The squirrels grow quickly, and as they grow they get incrementally more milk per feeding using larger syringes. We put alternative food such as nuts, rodent block, grains, fruits and veg in with them almost from the outset, and over time they will chow down on this stuff more and more. When that happens we can cut back on the number of feedings. Not long after their eyes open, at about 4 weeks, they can pee and poop on their own. We provide a litter box. This does not discourage them from crapping in their food, in their sleep sacks, and on you while feeding them.
When they get old enough they are moved to an outside cage that gives them room to climb, play, hide food, and acclimatize to the great outdoors. By then they may only be getting milk three to five times a day. That means going into the cage with them, trying to feed critters that will not wait their turn--that will swarm you. If you are creeped out by the thought of being locked inside a cage with several squirrels climbing all over you, leaping on and off you, sitting on your head, investigating your pockets, squirming into your shirt front or sleeves, or up your pants leg, then this is not a task for you. It is the most divine madness and mayhem. It can make you crazy, and it can have you laughing to the point of helplessness.
Once they are fully self-feeding, their tails properly bushy, capable getting into whole nuts and jumping six feet, they are ready for release. By then they have begun wilding up, growing wary, unwilling to be handled. One more sign they are ready for the wild.

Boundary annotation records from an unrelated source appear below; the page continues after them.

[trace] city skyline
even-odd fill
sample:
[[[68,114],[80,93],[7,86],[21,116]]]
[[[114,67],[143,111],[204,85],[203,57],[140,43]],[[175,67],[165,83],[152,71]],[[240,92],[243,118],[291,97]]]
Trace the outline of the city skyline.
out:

A note on that jumping thing: a squirrel is not quite a foot tall, yet it can easily leap over six feet. Can you leap six times your height--over thirty feet? Do your back feet turn backward so you can climb down a tree face first? Can you chew a hole in a walnut? Hang from your hind feet to eat upside down? Literally run up a tree? Do your front teeth grow continuously? Can you bury and remember the location of several thousand nuts? Are you sacred to Artemis? I thought not.
Final notes: Squirrels are not meant to be pets. Young squirrels can purr. It's soft and buzzy-rapid, but it there. We don't purr while holding and nursing baby squirrels, but we are in our own odd way content.
So there you go. Joni Mitchell could have easily sung: I've looked at squirrels from both sides now, from up and down and still somehow, it's squirrel illusions I recall, I really don't know squirrels at all.
We should all get to know squirrels better, the better to appreciate them.